Laurie Frankel’s This is How it Always is focuses on Poppy and her experiences growing up as a transgender girl. Poppy struggles with gender dysphoria, which is the stress created when one’s gender identity is at odds with the gender they were assigned at birth, and the book chronicles her transition from a boy named Claude to Poppy, a free-spirited and happy young girl. Other books that explore similar issues of gender and identity include The 57 Bus by Dashka Slater, Orlando by Virginia Woolf, and Jeffery Eugenides’s Middlesex. Frankel also explores secrets and the damage that can be done in keeping important information from others, a theme that is found in The Secret History by Donna Tartt, F. Scott Fitzgerald’s The Great Gatsby, and Little Fires Everywhere by Celeste Ng.
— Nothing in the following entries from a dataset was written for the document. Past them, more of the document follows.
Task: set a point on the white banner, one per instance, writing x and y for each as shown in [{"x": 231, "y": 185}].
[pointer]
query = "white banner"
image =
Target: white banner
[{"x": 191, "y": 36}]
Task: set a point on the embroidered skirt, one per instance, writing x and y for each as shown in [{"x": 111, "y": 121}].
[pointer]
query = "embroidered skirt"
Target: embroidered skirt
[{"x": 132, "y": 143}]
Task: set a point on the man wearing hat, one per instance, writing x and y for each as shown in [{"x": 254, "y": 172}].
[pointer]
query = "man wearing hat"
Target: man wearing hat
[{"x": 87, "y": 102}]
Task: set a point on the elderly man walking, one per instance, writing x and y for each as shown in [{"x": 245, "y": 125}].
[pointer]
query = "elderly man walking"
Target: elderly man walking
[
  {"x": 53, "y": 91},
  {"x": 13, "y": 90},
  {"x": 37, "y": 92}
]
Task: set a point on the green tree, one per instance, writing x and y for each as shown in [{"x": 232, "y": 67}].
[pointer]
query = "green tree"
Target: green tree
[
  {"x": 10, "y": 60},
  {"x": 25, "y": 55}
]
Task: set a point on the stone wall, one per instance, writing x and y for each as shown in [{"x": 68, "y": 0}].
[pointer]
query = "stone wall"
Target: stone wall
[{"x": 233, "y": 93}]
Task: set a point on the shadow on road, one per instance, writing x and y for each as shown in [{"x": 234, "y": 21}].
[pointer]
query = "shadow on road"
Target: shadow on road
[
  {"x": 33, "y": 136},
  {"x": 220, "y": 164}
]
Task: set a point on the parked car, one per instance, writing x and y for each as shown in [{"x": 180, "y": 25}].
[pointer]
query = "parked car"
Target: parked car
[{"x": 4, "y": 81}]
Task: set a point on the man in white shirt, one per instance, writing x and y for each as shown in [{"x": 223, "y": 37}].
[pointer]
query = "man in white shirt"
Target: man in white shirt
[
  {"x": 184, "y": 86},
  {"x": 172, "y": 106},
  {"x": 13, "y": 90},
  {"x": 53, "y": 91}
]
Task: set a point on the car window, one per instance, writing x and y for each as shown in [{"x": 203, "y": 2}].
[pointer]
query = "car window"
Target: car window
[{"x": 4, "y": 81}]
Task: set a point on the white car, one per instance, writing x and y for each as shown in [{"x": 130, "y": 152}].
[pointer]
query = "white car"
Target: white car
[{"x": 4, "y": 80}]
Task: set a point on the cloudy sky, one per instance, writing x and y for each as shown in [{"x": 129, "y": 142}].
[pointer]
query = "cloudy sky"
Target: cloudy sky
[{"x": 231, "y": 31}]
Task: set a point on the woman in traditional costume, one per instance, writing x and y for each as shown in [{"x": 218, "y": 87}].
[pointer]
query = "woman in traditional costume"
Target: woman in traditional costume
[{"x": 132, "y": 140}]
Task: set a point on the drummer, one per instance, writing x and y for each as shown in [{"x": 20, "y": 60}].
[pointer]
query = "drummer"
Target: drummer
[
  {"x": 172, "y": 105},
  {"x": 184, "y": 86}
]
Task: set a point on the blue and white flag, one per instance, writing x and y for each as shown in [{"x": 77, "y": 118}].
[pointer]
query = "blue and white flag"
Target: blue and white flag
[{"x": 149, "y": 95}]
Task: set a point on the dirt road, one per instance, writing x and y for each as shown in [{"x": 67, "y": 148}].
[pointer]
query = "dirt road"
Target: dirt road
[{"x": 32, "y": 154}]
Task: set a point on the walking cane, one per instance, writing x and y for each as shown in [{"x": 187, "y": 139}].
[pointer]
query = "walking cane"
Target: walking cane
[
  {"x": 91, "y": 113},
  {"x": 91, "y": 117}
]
Lastly, This is How it Always is examines the complexity of family and the connections formed by such a bond, a theme that is central in Isabel Allende’s The House of the Spirits, The Corrections by Jonathan Franzen, and Fyodor Dostoyevsky’s The Brothers Karamazov.
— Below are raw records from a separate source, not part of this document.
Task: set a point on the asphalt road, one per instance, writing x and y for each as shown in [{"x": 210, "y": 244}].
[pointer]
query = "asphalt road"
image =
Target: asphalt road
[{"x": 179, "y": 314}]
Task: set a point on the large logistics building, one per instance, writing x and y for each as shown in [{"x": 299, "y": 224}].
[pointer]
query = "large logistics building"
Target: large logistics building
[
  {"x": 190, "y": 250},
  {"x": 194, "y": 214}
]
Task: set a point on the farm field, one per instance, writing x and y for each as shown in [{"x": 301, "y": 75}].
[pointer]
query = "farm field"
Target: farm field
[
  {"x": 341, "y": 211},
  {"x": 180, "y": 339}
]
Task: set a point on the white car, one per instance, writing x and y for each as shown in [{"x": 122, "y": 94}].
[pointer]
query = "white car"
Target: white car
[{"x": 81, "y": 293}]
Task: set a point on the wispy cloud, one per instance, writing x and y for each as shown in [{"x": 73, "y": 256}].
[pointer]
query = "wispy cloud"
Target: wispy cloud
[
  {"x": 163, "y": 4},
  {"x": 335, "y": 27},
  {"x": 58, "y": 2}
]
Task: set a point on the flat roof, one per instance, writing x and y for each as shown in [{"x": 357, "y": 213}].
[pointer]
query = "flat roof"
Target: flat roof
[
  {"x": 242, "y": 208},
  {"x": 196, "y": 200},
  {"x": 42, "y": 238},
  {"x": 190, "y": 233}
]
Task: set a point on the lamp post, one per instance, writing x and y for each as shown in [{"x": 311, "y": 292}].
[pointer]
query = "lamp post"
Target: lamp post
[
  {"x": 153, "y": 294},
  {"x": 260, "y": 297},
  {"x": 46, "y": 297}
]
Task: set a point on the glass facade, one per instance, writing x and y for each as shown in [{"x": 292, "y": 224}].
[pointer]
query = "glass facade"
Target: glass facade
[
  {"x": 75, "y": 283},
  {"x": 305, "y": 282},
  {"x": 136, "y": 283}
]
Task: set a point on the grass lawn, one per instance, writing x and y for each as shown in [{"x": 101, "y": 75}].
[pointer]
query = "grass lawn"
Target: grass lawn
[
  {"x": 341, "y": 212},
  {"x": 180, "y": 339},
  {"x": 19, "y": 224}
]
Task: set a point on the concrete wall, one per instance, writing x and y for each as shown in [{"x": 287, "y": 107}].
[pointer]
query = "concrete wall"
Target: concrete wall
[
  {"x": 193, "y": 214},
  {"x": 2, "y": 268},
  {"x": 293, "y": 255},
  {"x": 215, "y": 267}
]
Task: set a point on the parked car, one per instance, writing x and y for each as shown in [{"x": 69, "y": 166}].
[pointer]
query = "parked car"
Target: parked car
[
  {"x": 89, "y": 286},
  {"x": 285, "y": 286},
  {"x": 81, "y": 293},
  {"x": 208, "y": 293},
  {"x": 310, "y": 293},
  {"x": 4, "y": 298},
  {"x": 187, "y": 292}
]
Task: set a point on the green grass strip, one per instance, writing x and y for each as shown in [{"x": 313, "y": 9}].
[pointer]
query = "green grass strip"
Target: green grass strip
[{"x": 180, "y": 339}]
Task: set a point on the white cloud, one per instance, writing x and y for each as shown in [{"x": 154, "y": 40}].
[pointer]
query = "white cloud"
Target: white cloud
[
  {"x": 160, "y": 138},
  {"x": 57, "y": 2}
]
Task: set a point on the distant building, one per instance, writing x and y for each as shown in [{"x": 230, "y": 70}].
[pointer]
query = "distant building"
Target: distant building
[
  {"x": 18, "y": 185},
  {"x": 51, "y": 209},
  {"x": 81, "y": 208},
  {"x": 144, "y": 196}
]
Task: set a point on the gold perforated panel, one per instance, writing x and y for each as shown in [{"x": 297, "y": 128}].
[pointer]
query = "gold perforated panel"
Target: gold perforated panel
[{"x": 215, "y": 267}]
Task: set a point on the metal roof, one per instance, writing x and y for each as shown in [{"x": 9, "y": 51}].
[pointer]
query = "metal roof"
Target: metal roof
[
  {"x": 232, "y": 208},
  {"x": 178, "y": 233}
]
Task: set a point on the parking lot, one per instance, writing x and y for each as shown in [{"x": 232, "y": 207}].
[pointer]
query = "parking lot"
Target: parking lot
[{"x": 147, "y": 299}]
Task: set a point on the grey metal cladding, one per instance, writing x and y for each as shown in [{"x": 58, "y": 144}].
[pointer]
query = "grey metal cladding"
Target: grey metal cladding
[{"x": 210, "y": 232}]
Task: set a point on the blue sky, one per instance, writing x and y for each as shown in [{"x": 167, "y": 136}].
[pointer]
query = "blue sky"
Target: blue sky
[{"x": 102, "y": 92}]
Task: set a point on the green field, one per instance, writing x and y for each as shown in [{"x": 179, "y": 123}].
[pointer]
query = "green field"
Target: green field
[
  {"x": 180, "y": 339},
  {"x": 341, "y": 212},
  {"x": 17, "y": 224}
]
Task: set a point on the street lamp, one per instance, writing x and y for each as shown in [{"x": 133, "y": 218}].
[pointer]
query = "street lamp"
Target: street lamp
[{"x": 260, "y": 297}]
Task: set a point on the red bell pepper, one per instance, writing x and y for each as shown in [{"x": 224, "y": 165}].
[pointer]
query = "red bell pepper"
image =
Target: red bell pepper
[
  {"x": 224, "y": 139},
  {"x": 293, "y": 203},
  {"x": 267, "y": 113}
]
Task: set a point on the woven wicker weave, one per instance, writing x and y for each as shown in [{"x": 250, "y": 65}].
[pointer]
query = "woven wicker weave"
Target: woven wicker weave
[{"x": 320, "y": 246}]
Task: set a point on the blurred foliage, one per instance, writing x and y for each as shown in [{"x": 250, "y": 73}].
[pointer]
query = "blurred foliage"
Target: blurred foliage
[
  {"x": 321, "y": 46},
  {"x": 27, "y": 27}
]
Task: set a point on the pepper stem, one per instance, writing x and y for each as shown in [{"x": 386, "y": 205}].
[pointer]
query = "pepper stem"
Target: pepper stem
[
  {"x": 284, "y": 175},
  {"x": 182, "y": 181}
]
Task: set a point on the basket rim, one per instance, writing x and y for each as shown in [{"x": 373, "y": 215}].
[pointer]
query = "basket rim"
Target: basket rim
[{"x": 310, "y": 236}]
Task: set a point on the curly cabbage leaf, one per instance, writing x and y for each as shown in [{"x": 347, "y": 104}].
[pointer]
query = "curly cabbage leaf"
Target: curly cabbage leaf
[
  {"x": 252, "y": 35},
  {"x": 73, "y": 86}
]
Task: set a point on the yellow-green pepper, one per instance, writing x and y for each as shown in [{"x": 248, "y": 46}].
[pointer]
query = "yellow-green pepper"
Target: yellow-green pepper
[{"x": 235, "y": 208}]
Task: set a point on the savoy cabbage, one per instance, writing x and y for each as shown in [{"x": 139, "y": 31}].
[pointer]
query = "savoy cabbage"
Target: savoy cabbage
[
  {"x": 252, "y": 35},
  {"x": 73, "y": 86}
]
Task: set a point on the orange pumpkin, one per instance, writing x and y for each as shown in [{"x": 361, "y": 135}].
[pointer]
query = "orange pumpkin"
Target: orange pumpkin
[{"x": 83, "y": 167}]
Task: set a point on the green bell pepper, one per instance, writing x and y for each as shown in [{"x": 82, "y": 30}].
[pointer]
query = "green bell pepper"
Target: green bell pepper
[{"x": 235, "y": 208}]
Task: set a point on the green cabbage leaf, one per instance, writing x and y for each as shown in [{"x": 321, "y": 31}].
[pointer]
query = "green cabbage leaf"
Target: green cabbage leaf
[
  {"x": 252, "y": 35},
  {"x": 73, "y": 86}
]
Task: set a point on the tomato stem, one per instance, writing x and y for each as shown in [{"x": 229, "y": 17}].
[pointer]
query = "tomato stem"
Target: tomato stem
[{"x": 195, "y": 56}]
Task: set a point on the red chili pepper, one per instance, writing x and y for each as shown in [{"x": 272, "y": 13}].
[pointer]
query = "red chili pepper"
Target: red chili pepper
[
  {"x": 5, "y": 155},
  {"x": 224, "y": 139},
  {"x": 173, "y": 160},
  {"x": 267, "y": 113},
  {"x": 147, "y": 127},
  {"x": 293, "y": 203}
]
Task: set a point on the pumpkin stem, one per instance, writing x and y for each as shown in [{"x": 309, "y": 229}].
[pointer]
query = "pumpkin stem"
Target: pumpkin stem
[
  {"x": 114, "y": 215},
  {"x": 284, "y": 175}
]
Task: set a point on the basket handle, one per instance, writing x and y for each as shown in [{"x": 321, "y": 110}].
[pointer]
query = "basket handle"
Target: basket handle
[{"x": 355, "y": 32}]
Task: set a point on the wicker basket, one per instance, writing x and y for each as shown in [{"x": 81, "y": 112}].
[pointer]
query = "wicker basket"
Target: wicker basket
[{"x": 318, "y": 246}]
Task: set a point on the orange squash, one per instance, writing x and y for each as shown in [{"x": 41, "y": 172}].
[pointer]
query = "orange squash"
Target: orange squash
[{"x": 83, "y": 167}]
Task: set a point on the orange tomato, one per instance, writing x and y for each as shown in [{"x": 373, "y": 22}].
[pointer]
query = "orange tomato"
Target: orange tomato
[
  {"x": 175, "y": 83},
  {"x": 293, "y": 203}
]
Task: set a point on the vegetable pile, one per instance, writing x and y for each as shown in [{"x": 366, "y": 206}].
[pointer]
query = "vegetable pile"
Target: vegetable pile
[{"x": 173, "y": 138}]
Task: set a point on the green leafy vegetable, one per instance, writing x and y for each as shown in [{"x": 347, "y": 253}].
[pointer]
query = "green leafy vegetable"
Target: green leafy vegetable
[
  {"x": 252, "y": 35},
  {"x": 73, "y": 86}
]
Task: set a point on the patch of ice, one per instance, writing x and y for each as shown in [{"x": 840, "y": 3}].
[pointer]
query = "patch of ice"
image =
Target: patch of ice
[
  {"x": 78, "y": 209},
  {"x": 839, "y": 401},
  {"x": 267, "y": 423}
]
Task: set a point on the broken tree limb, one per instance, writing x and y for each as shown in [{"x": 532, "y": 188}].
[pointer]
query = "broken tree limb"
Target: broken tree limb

Key Facts about This Is How It Always Is
  • Full Title: This is How it Always is
  • When Written: 2017
  • Where Written: Seattle, Washington
  • When Published: 2017
  • Literary Period: Contemporary American
  • Genre: Novel
  • Setting: Madison, Wisconsin; Seattle, Washington; Bangkok and Chiang Mai, Thailand
  • Climax: Poppy embraces her true gender identity while living in Thailand, and Penn publishes his book, The Adventures of Grumwald and Princess Stefanie.
  • Antagonist: American society’s traditional gender roles and the discrimination of the LGBTQ community.
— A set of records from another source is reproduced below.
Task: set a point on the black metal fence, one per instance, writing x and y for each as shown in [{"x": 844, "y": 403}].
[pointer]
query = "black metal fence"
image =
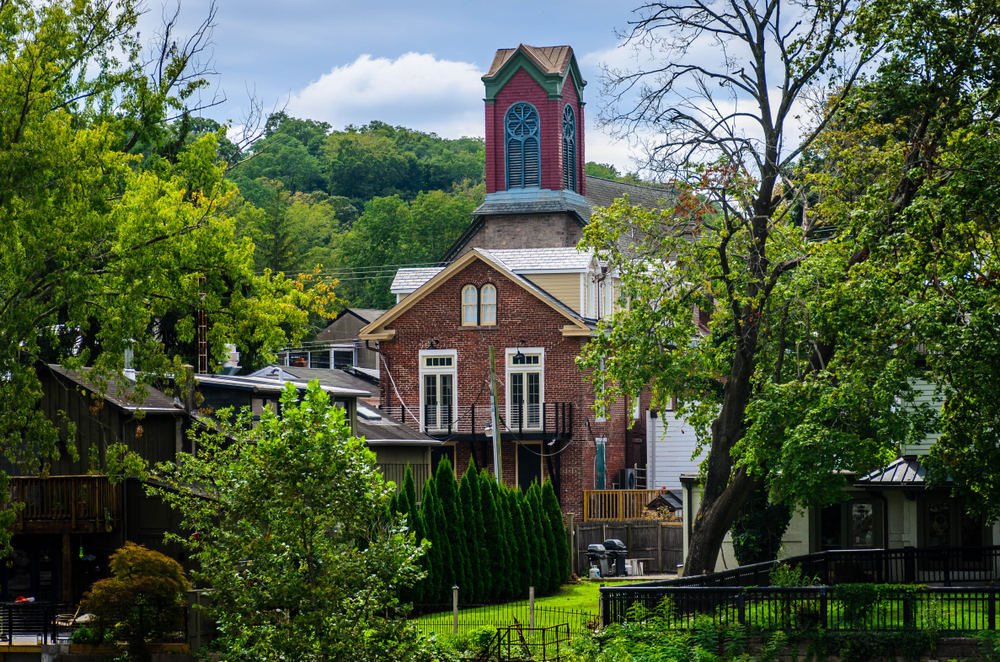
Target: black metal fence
[
  {"x": 948, "y": 566},
  {"x": 441, "y": 618},
  {"x": 953, "y": 609},
  {"x": 31, "y": 621}
]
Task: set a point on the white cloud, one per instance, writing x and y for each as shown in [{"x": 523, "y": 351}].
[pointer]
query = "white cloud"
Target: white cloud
[{"x": 416, "y": 90}]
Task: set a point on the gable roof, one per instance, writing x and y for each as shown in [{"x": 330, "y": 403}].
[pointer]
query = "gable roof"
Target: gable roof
[
  {"x": 407, "y": 280},
  {"x": 600, "y": 193},
  {"x": 332, "y": 377},
  {"x": 550, "y": 66},
  {"x": 901, "y": 471},
  {"x": 542, "y": 259},
  {"x": 121, "y": 393},
  {"x": 578, "y": 326}
]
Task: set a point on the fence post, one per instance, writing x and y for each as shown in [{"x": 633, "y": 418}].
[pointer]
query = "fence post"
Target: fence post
[
  {"x": 659, "y": 546},
  {"x": 531, "y": 607},
  {"x": 822, "y": 606}
]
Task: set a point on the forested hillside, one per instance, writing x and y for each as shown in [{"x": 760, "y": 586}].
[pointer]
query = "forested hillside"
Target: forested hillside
[{"x": 356, "y": 203}]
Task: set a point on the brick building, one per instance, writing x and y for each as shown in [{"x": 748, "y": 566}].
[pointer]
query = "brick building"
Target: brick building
[
  {"x": 515, "y": 282},
  {"x": 435, "y": 345}
]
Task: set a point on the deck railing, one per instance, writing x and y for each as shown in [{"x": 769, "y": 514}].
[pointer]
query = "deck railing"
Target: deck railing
[
  {"x": 616, "y": 505},
  {"x": 550, "y": 419},
  {"x": 396, "y": 473},
  {"x": 70, "y": 499}
]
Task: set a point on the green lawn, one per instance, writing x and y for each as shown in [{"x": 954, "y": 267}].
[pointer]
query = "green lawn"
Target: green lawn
[{"x": 576, "y": 604}]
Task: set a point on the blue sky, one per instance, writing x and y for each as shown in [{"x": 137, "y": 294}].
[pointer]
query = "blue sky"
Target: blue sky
[{"x": 416, "y": 64}]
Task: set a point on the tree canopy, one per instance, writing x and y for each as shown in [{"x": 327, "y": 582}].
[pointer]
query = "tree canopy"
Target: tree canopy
[
  {"x": 293, "y": 536},
  {"x": 117, "y": 227},
  {"x": 817, "y": 275}
]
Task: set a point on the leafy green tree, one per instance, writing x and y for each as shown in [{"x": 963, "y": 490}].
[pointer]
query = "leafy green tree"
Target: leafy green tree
[
  {"x": 292, "y": 538},
  {"x": 100, "y": 246},
  {"x": 554, "y": 517},
  {"x": 142, "y": 600},
  {"x": 823, "y": 314}
]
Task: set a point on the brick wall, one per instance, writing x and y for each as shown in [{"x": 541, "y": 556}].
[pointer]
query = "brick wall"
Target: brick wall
[
  {"x": 522, "y": 87},
  {"x": 520, "y": 317}
]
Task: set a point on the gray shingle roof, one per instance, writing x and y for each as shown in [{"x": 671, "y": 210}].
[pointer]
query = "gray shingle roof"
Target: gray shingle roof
[
  {"x": 327, "y": 377},
  {"x": 534, "y": 259},
  {"x": 902, "y": 471},
  {"x": 120, "y": 392},
  {"x": 602, "y": 192},
  {"x": 407, "y": 280}
]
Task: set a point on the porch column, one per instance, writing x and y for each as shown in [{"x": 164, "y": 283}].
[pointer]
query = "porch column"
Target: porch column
[{"x": 67, "y": 573}]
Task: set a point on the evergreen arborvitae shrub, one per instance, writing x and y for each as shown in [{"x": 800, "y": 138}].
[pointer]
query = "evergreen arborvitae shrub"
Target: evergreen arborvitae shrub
[
  {"x": 527, "y": 554},
  {"x": 450, "y": 527},
  {"x": 511, "y": 569},
  {"x": 534, "y": 501},
  {"x": 473, "y": 589},
  {"x": 439, "y": 556},
  {"x": 551, "y": 565},
  {"x": 493, "y": 536},
  {"x": 550, "y": 504},
  {"x": 485, "y": 569}
]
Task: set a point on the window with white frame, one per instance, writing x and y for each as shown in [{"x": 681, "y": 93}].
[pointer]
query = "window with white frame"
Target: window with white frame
[
  {"x": 438, "y": 395},
  {"x": 488, "y": 305},
  {"x": 525, "y": 388},
  {"x": 470, "y": 305}
]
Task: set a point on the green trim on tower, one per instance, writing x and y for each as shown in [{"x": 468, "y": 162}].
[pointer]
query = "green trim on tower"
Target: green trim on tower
[{"x": 551, "y": 83}]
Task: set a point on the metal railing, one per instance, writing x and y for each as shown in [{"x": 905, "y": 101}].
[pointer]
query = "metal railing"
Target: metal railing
[
  {"x": 954, "y": 609},
  {"x": 70, "y": 499},
  {"x": 551, "y": 419},
  {"x": 616, "y": 505},
  {"x": 396, "y": 473},
  {"x": 718, "y": 592},
  {"x": 922, "y": 565}
]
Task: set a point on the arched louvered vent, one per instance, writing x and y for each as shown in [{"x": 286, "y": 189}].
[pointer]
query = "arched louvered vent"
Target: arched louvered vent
[
  {"x": 569, "y": 148},
  {"x": 522, "y": 146}
]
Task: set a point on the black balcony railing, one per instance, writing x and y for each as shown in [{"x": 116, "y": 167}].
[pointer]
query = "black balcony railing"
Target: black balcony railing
[{"x": 547, "y": 419}]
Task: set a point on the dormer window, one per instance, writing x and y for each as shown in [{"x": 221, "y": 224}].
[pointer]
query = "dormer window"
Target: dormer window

  • Point of View: Third-Person Omniscient

Extra Credit for This Is How It Always Is

Giving Back. Laurie Frankel is a member of Seattle7Writers, an organization of writers in the Pacific Northwest who promote literacy efforts in their communities by creating pocket libraries in shelters, food banks, and prisons.

Rooted in Experience. This is How it Always was inspired by Laurie Frankel’s own transgender daughter, although Frankel admits that there are few similarities between Poppy and her daughter.